Diego Cherulli, vice-presidente do Instituto Brasileiro de Direito Previdenciário (IBDP), alerta que não é todo mundo que será beneficiado por essa revisão, uma vez confirmada pelo STF. “Ela se aplica para alguns casos específicos como, por exemplo, quem trabalhou contribuindo pelo teto até 1994, saiu desse emprego e acabou recolhendo pelo mínimo ou em valor menor”, explica.

Na vida laboral é comum que o salário do trabalhador suba gradativamente ao longo da vida, em razão até mesmo da maior experiência adquirida. Por esse motivo, a “revisão da vida toda” não se aplica para qualquer pessoa. Ela vale, por exemplo, para pessoas que começaram a trabalhar recebendo mais e, ao longo dos anos, foram para empregos que trouxeram uma renda menor. Ou seja, não vale para o aposentado há menos de 10 anos cujo valor da renda não caiu. Por isso, é importante fazer os cálculos antes de ir à Justiça. Em muitos casos, o valor do benefício pode diminuir com a revisão.

“Jamais peça revisão sem fazer cálculos para avaliar se de fato haverá aumento do seu benefício”, alerta Priscila Arraes Reino.

Segundo Cherulli, para saber se vale a pena entrar com a ação, é importante simular o cálculo com a ajuda de um especialista para saber o que é mais vantajoso: o cálculo do INSS ou o cálculo com todo o período contributivo. “Quem tem baixos salários anteriores a julho de 1994 costuma não obter vantagem econômica na revisão”, aponta.

Entenda a ‘revisão da vida toda’

Tudo começou com a Lei 9.876/99 que modificou a regra de cálculo para os benefícios, entre eles as aposentadorias. Antes desta lei, todos os benefícios eram concedidos com base nas últimas 36 contribuições existentes nos últimos 48 meses antes do pedido de aposentadoria.

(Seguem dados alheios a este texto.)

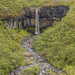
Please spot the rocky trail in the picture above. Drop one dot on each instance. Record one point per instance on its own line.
(34, 59)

Foram criadas, então, duas regras, a definitiva e a regra de transição. Na regra de transição, utilizada para o cálculo de todos os benefícios de quem já estava contribuindo com o INSS antes da nova regra, só deveriam ser considerados os salários de contribuição a partir de julho de 1994.

Por outro lado, a regra de cálculo definitiva, válida para quem entrasse no INSS depois, previa a inclusão de todos os salários de contribuição de toda a vida para cálculo de benefícios.

INSS, desde então, sempre considerou somente as contribuições de julho de 1994 para a concessão de todos os benefícios.

Segurados dentro da regra de transição que teriam um benefício maior caso estivessem dentro da regra definitiva passaram a pedir na Justiça a revisão dos benefícios, solicitando a utilização da regra de cálculo definitiva e não de transição.

Em dezembro de 2019, o Superior Tribunal de Justiça (STJ) decidiu que era possível a aplicação da regra definitiva e não a regra transitória de cálculo, caso resultasse em benefício mais vantajoso ao segurado.

Depois do julgamento do STJ, faltava somente o julgamento do STF para colocar um ponto final na espera dos milhares de segurados que aguardam com seus processos de revisão parados.